La macchina macina cronometro e yards dei Falcons traghettava quindi la gara nel periodo conclusivo, quando un altro drive superiore ai 7 minuti consentiva l’ingresso in meta a Turner, autore di 110 sudatissime yards, con Ryan ad usufruire nuovamente del prezioso Snelling per un paio di ricezioni decisive. I Packers non avrebbero ricavato nulla dal loro successivo ingresso offensivo, e proprio in quel momento sarebbe venuta a mancare la capacità di azzannare la gara che coach Smith vorrebbe vedere di più. Date le indubbie capacità di Ryan di trovare sempre il bersaglio giusto, con un rushing game pesante e fisico, e con il quarto conclusivo psicologicamente capace di far intravedere il traguardo e quindi di alzare il livello della competizione, sarebbe stato lecito attendersi di vedere Atlanta portarsi almeno in raggio da field goal, portando via chissà quanti minuti e staccando gli avversari di due segnature, proprio come da copione organizzato secondo la filosofia tattica del coaching staff.

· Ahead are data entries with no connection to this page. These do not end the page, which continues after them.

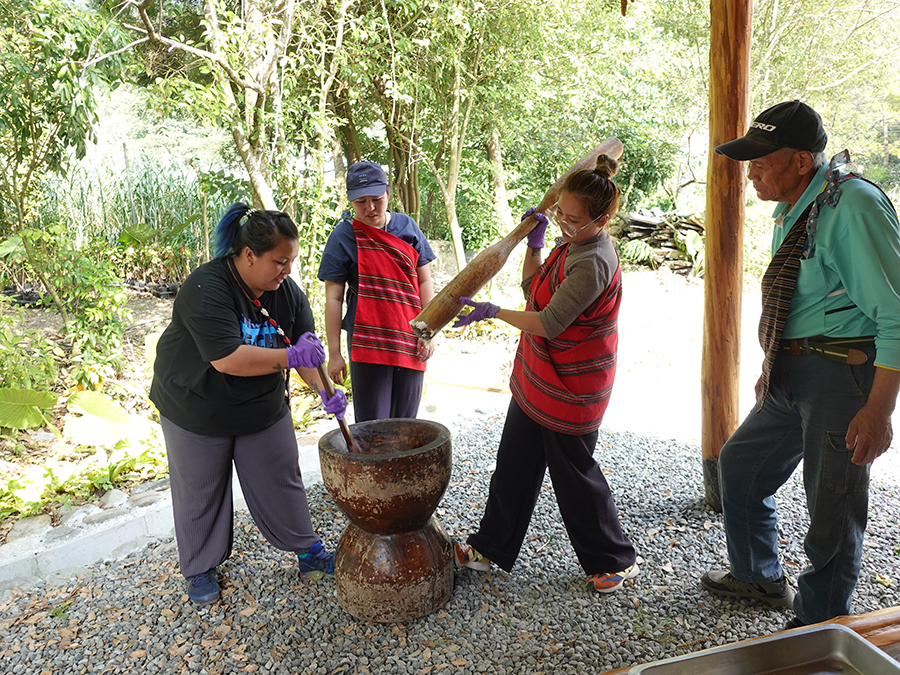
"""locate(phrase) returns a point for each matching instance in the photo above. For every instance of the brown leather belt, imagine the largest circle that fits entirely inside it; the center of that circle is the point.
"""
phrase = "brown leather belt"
(843, 350)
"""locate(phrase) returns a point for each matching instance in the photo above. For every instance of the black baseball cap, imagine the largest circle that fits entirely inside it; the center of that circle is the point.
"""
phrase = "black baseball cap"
(791, 124)
(365, 179)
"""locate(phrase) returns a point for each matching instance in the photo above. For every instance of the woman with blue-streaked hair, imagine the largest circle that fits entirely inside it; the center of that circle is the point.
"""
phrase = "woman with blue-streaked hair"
(239, 326)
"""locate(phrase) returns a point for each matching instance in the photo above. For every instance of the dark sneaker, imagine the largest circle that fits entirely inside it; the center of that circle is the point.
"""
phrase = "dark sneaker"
(315, 563)
(612, 581)
(776, 593)
(204, 588)
(796, 622)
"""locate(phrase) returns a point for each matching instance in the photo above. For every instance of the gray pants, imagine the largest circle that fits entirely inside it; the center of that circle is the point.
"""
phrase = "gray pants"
(268, 467)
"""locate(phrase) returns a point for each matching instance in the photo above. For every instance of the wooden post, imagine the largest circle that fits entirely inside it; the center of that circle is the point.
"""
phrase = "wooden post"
(729, 95)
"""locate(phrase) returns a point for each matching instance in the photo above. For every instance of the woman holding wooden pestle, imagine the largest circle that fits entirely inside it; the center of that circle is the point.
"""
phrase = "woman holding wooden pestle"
(380, 258)
(239, 325)
(561, 381)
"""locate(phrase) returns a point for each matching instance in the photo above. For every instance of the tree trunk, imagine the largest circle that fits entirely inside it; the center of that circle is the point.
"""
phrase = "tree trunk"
(349, 138)
(498, 178)
(729, 95)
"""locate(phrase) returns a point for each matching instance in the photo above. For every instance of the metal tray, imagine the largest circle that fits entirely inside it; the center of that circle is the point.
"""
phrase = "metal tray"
(829, 649)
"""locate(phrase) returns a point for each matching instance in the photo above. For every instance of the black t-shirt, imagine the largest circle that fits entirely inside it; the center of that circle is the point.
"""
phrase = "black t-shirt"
(211, 318)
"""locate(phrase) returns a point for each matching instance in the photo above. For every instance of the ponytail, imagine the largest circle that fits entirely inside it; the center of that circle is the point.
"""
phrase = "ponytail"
(227, 229)
(594, 187)
(261, 232)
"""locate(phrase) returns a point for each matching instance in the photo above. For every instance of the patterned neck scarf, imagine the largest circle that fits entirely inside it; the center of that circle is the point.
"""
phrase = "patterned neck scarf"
(780, 277)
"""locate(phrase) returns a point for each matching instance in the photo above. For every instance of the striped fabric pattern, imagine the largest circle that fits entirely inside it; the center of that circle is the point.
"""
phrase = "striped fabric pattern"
(778, 284)
(388, 300)
(780, 277)
(564, 383)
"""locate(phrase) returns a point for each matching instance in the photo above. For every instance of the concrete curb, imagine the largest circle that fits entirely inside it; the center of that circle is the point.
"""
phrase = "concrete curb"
(36, 552)
(89, 534)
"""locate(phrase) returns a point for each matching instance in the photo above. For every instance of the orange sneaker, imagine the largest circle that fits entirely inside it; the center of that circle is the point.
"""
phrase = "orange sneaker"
(612, 581)
(466, 556)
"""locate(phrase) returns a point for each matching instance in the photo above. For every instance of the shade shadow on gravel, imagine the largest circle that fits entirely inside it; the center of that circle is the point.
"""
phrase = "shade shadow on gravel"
(132, 616)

L’ennesima resistenza della difesa Packers dava a Rodgers la possibilità di gestirsi gli ultimi cinque minuti per cercare il touchdown del pareggio, possibilità che il quarterback decideva di sfruttare appieno costruendo una serie di giochi varia, composta da diversi bersagli e da guadagni giunti ben all’interno della redzone dei Falcons, che avevano deciso di concedere a far trascorrere il tempo, concentrando la difesa unicamente nell’impedire mete per il pareggio.
Costretto ad un quarto e dieci ai limiti della disperazione Rodgers (26/35, 344, TD, rush TD) risolveva ancora una volta la situazione, sfruttando la poca pressione lanciata dalla difesa (solo due difensive linemen in pass rush) per pescare le mani di Jordy Nelson con nemmeno un minuto da disputare, azione di grande spessore tanto tecnico quanto morale, andata a dimostrare una volta di più che nemmeno il buon Aaron, quando si tratta di gestire un drive che scotta, si fa trovare all’appuntamento piuttosto disinvolto.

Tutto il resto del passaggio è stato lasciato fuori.